After the 1974 revision of the Penal Code, there was no longer any statutory basis for an instruction on defense of the habitation or home. Texas courts have agreed that now any defensive instruction must be based on Penal Code section 9.41. See Rogers v. State, 653 S.W.2d 122, 124-25 (Tex. App.–Houston [1st Dist.] 1983, pet. ref’d). See also Molitor v. State, 827 S.W.2d 512, 522 (Tex. App.–Austin 1992), appeal abated, 862 S.W.2d 615 (Tex. Crim. App. 1993) (on death of appellant); Leal v. State, 690 S.W.2d 82, 83 (Tex. App.–Houston [14th Dist.] 1985, pet. ref’d). If deadly force is at issue, section 9.42 is implicated, and it incorporates by reference section 9.41.
Sections 9.41 and 9.42 make no specific reference to or provision for habitations or dwellings. Both statutes refer to protection of either “tangible, movable property” or “land.” Thus any right to defend the habitation under current law must be part of the right to defend “land.”
“Land” is not defined in the Penal Code. In Tarlton v. State, 93 S.W.3d 168, 174 (Tex. App.–Houston [14th Dist.] 2002, pet. ref’d), the court addressed the term as used in a criminal offense contained in the Texas Water Code. Since the term is not statutorily defined, it reasoned, the term should be given its “plain meaning.” Tarlton, 93 S.W.3d at 174. “The plain meaning of ‘land’ is ‘the solid part of the surface of the earth.’ ” Tarlton, 93 S.W.3d at 174 (quoting Webster’s Third New International Dictionary 1268 (1993)).
If this plain meaning is applied to “land” as used in sections 9.41 and 9.42, those sections give no protection to the habitation beyond what is given to the land on which the habitation rests. There could be some question whether the sections apply to a habitation that does not rest literally on land, such as an upper-floor apartment.
Criminal trespass, in contrast, applies to one who (under certain circumstances) “enters or remains on or in property” or “enters or remains in a building of another.” Tex. Penal Code § 30.05(a).
The picture is somewhat clouded by the 2007 amendment to section 9.31, creating a presumption in favor of a defendant charged with a crime consisting of force used against another. A major factor in determining whether the presumption applies is whether the defendant knew or had reason to know that the complainant unlawfully and with force had entered, or was attempting to enter, the defendant’s “occupied habitation, vehicle, or place of business or employment.” Tex. Penal Code § 9.31(a)(1)(A).

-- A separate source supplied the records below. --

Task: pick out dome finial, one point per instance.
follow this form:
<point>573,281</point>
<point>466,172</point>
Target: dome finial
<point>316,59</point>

The precise effect of the section 9.31 presumption is somewhat unclear. Whatever that effect, it is only on defendants’ ability to invoke the right of self-defense. The presumption clearly adds nothing to the right of a person who does not fear for his own safety to use force to prevent entry into his occupied dwelling. As a result, that presumption has no place in a jury instruction on defense of “land,” even if on the facts of the case that land was an occupied habitation.

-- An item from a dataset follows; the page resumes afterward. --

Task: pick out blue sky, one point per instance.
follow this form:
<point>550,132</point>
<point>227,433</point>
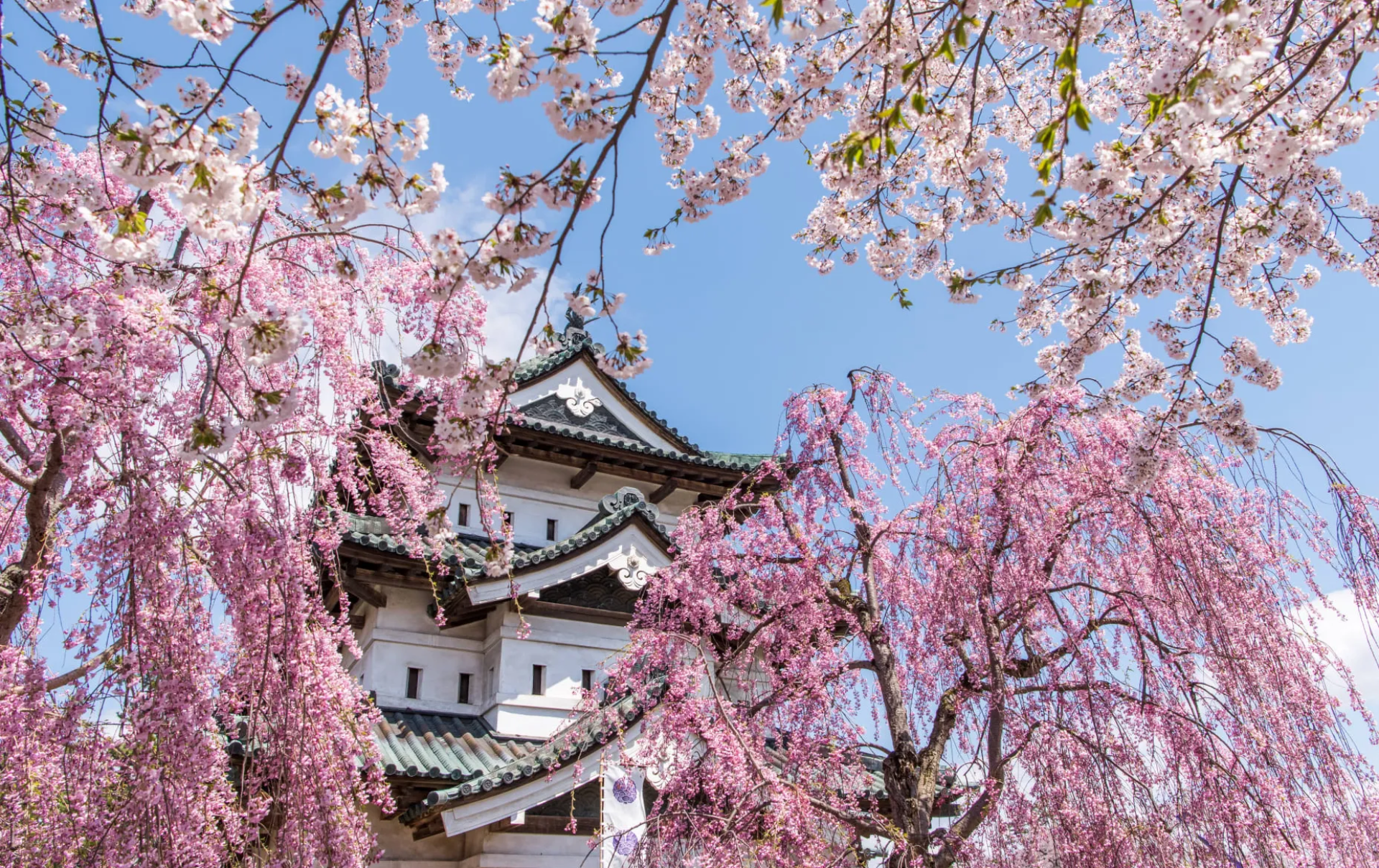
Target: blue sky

The Committee concluded that the legislature must have intended the term land as used in sections 9.41 and 9.42 to include the interior of habitations. Thus those sections apply to a defendant who claims he used force to prevent or terminate an unlawful entry into his habitation, whether or not the intruder was on or sought to be on any “solid part of the surface of the earth.” The Committee found no authority, however, for instructing juries in terms that made this apparent legislative intent clear.
The Committee also concluded that the limited terms of section 9.42 made clear a legislative intent to limit the right to use deadly force in this situation. Unlike the case under pre-1974 law, one in possession of his habitation is not entitled to use deadly force to prevent only a simple unlawful entry into that habitation, even if the entry cannot be prevented by nondeadly force.
In many situations, however, an intruder’s actions will trigger the right to use deadly force under section 9.42(2)(A) because the defendant will have grounds to believe the intruder is about to commit one of the enumerated offenses. If an intruder intends to commit even misdemeanor theft (in the daytime), the fact that this requires entry of protected premises will give rise to reason to fear that burglary is involved.